Después de recorrer CONEXPO esta semana, me quedé con una sensación distinta sobre hacia dónde realmente se está moviendo nuestra industria.
Durante varios años hemos escuchado hablar de telemetría, digitalización, automatización y electrificación en construcción. Muchas veces esas conversaciones parecían más aspiracionales que reales. Ideas interesantes, pero todavía lejos de una adopción amplia en la operación diaria.
Esta vez la sensación fue distinta. No vaticino con esto que mañana veremos cambios radicales en toda la industria. Pero sí percibo algo diferente: empieza a sentirse que ya nos estamos creyendo más el discurso.
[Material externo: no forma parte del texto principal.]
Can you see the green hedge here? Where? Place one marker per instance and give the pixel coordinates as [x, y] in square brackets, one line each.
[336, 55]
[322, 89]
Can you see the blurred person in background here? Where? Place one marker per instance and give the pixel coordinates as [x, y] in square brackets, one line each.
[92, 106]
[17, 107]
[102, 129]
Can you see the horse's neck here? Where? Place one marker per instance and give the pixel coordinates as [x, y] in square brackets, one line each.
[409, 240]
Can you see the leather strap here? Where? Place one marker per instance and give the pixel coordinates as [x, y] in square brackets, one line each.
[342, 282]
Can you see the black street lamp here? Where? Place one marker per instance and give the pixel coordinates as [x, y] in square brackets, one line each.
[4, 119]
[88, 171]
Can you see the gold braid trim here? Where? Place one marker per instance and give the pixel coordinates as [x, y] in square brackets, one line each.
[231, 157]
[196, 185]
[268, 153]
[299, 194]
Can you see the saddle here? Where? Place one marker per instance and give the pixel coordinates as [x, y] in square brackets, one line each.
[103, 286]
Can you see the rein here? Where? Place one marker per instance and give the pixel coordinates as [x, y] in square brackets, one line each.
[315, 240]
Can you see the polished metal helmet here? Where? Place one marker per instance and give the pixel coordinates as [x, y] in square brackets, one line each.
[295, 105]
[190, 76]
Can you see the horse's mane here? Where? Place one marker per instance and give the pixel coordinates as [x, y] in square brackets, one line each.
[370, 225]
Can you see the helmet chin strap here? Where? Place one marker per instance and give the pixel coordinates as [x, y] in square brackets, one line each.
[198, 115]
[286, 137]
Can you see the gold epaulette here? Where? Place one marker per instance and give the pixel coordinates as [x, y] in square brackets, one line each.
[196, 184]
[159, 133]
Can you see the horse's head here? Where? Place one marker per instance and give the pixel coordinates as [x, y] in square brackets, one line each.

Las soluciones están más maduras, la tecnología es más tangible y la conversación comienza a enfocarse cada vez más en productividad, eficiencia operativa y resultados financieros.
Con base en varias conversaciones y en la promesa de valor de muchas de estas soluciones, el negocio de rental podría capturar beneficios interesantes, por ejemplo:
- 5–10% más utilización de flota gracias a mayor visibilidad operativa
- 10–15% menos costos de mantenimiento mediante mantenimiento predictivo
- mayor visibilidad del equipo en campo, facilitando la gestión de daños y la trazabilidad durante todo el ciclo de renta
Después de muchos años en el negocio de rental, es inevitable mirar estas promesas desde la estructura financiera del negocio.
La depreciación representa cerca del 80% de los costos, mientras que el mantenimiento suele ser el siguiente componente más relevante, concentrando entre ambos más del 95% de la estructura operativa.
Visto desde esa óptica, cuando estos beneficios potenciales se imaginan directamente en el P&L de una operación de rental, el impacto en el margen puede ser significativo.
En el negocio de rental, mejorar la operación no es sólo eficiencia, es margen.
El reto, sin embargo, probablemente no está en la tecnología.
Está en la absorción de estas nuevas ideas dentro de las organizaciones. No basta con tener procesos claros, una estrategia definida o tecnología disponible. El verdadero desafío es integrar a las personas que deben implementarla y usarla todos los días.
Los cambios culturales llevan tiempo, pero se aceleran cuando el valor se vuelve visible, práctico y tangible en la operación.
Eventos como CONEXPO-CON/AGG permiten ver con claridad hacia dónde evoluciona nuestra industria.
Y también recuerdan algo igual de valioso: la oportunidad de reencontrar buenos amigos, intercambiar ideas y seguir fortaleciendo relaciones construidas a lo largo de muchos años.
Será interesante ver qué tan rápido logramos convertir estas promesas tecnológicas en productividad real en campo.